00 - The Challenge¶

Motivation¶

You work at Consolidated Incorporated, a producer of biodiesels: methyl esters of fatty acids that are usually produced by base-catalyzed transesterification of triacylglyerol with methanol.

Some lipase enzymes are effective catalysts for biodiesel synthesis. Natural lipases are often rapidly inactivated by the high methanol concentrations used for biodiesel synthesis, limiting their practical use. The Biochemistry Unit here at Consolidated Incorporated have identified a lipase from Proteus mirabilis that is a particularly promising catalyst for biodiesel synthesis as it produces high yields of methyl esters even in the presence of large amounts of water and expresses very well in Escherichia coli.
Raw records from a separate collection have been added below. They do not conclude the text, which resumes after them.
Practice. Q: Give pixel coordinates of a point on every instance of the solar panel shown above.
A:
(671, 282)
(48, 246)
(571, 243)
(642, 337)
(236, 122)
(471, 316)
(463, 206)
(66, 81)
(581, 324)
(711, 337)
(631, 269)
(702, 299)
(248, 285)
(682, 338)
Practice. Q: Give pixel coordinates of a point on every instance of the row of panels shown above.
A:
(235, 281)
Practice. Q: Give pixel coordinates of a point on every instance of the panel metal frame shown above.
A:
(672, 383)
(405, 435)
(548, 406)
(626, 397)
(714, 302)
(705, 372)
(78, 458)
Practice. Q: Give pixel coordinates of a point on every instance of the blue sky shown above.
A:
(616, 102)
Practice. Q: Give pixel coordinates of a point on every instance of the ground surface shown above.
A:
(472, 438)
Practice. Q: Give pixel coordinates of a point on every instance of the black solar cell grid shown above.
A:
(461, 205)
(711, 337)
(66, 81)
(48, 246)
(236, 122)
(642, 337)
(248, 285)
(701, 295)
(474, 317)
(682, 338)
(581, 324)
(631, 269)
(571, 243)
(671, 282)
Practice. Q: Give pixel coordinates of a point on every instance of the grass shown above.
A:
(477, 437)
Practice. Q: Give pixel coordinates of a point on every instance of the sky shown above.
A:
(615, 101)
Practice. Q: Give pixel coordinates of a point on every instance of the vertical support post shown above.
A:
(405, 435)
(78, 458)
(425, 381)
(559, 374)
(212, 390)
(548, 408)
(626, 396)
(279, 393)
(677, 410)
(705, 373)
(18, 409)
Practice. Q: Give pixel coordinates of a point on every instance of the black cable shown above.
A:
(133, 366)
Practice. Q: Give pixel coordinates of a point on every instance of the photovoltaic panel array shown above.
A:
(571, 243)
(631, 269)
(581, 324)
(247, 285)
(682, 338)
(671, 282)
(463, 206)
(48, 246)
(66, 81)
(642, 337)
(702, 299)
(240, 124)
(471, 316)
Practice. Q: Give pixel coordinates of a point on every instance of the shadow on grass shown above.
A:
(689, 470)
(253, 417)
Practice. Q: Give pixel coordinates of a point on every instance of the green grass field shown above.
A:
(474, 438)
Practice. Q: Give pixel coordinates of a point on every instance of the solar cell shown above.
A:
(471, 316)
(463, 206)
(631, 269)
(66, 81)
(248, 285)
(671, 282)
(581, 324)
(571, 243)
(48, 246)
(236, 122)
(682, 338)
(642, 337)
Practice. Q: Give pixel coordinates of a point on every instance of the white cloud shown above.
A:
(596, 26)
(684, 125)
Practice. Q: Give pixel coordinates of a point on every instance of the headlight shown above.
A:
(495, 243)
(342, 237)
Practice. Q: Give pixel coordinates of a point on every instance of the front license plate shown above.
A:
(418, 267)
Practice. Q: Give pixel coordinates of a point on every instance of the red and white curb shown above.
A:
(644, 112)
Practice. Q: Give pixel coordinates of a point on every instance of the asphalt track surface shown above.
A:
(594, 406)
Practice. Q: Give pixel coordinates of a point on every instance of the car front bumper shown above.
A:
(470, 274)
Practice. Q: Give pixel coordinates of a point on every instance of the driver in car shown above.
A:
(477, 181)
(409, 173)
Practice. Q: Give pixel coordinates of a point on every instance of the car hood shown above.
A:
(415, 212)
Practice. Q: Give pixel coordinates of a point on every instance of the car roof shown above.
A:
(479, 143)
However, since the Proteus mirabilis lipase is only moderately stable and methanol tolerant, these properties needed to be improved before the enzyme can be used industrially. The Product Development Unit have used directed evolution to generate a modified enzyme that has greatly improved thermal stability, dramatically increased methanol tolerance, and retains the ability to synthesize biodiesel

The Product Development Unit have asked you to investigate the publicly-available information available about this enzyme and/or its near relatives, with a specific remit to report and comment on the diversity of sequence and function of this enzyme's relatives, and to investigate what features of the modified enzyme explain might its improved performance.

Activities¶

You are provided with the FASTA nucleotide sequences for the wild-type P. mirabilis lipase, and for an engineered form of this protein.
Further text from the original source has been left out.